Binding arbitration
Binding arbitration involves the submission of
a dispute to a neutral party who hears the case and makes a decision.
Arbitration takes the place of a trial before a judge or jury. Additionally,
the grounds for appealing or setting aside the arbitration decision are very
limited and many times may not be available at all. If a person signs a
contract that has a mandatory, binding arbitration agreement, he or she gives
up the right to go to court.
When a consumer
contract contains a binding arbitration agreement, it is important that the
consumer know this fact in advance of signing or accepting the contract.

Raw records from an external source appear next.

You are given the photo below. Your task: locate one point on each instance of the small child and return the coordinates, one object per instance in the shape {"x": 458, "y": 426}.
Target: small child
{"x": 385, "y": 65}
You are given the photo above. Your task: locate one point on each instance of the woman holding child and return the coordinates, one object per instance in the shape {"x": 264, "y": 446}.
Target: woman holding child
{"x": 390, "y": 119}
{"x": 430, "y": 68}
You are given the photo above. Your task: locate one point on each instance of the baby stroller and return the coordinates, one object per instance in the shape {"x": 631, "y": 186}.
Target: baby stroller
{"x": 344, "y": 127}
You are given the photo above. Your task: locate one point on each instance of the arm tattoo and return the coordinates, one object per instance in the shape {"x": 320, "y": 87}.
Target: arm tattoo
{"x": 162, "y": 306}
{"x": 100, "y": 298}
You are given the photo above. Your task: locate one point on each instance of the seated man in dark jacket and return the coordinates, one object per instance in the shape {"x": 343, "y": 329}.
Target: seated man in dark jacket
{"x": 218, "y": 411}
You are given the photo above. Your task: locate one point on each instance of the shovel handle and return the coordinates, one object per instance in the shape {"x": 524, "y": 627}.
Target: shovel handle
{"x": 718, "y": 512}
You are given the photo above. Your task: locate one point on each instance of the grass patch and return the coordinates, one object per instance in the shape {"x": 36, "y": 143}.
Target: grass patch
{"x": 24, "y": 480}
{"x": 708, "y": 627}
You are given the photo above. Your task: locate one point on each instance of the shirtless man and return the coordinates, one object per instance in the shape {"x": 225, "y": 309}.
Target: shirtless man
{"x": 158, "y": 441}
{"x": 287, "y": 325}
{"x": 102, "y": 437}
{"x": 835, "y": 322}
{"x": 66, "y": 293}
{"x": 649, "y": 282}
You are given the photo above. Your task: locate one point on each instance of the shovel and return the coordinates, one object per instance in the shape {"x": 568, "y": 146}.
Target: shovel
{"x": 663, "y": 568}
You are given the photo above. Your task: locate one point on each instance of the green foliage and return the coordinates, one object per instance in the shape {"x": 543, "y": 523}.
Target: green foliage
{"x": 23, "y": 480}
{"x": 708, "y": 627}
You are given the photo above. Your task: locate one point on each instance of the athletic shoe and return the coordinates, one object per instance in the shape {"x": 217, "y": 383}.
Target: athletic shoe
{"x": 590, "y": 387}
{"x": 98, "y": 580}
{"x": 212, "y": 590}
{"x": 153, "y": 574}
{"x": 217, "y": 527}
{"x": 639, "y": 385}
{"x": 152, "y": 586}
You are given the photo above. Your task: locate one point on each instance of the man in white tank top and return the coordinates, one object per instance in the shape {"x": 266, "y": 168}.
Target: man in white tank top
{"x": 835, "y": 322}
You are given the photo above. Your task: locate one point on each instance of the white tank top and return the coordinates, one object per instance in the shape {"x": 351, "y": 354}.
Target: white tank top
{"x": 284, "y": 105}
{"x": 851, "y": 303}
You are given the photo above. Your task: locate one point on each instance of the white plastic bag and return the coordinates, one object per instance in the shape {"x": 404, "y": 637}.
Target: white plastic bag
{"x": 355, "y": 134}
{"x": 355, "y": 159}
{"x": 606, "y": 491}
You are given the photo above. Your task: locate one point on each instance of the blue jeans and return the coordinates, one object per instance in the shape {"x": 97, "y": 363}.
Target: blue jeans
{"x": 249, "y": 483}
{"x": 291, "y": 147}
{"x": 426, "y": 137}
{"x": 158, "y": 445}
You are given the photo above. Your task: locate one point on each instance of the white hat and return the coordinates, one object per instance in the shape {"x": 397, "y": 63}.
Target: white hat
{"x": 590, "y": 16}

Consumers should carefully read all documents before they sign them to find out
whether the document contains an agreement for binding arbitration. Consumers
also need to read revisions or addendums to contracts already signed which may
add an arbitration agreement to an existing contract. Once the consumer has
this information, he or she should make an informed decision about whether or
not to sign the contract.
What can the consumer expect at an
arbitration?
An arbitration
hearing is less formal and usually shorter than a trial. The persons present
their version of the facts, using witnesses and documents in a way that is
similar to a trial, but the rules of evidence and other court procedures
usually do not apply. After considering the evidence, the arbitrator makes a
decision. The decision may be announced immediately, but usually is made within
30 days.
What if the consumer can’t buy a product
without signing an arbitration agreement? Sometimes it is hard for a consumer to purchase new
products, such as mobile homes and automobiles, unless he or she signs an
arbitration agreement. If the consumer is not willing to sign a predispute
arbitration agreement, the consumer should ask that the arbitration clause be
removed. If the merchant will not remove the arbitration agreement from the
contract, the consumer may consider other ways to buy
How much does it cost the consumer to go to
arbitration?
The cost of arbitration includes filing fees
and the arbitrator’s charge. Filing fees for an arbitration may be higher than
the fees to file a case in court, and can vary based on the amount of the
claim. Some arbitration providers charge a smaller filing fee for consumer
cases. Arbitrators usually charge an hourly or daily fee, and the amount of the
fee may depend on the type of issues and the experience of the arbitrator.
Because people in a court case are not required to pay for the judge or jury,
the requirement of paying the decision-maker applies only in arbitration or in
private judging. Arbitrators usually have the right to make the losing person
pay the costs of the arbitration, or to divide the costs.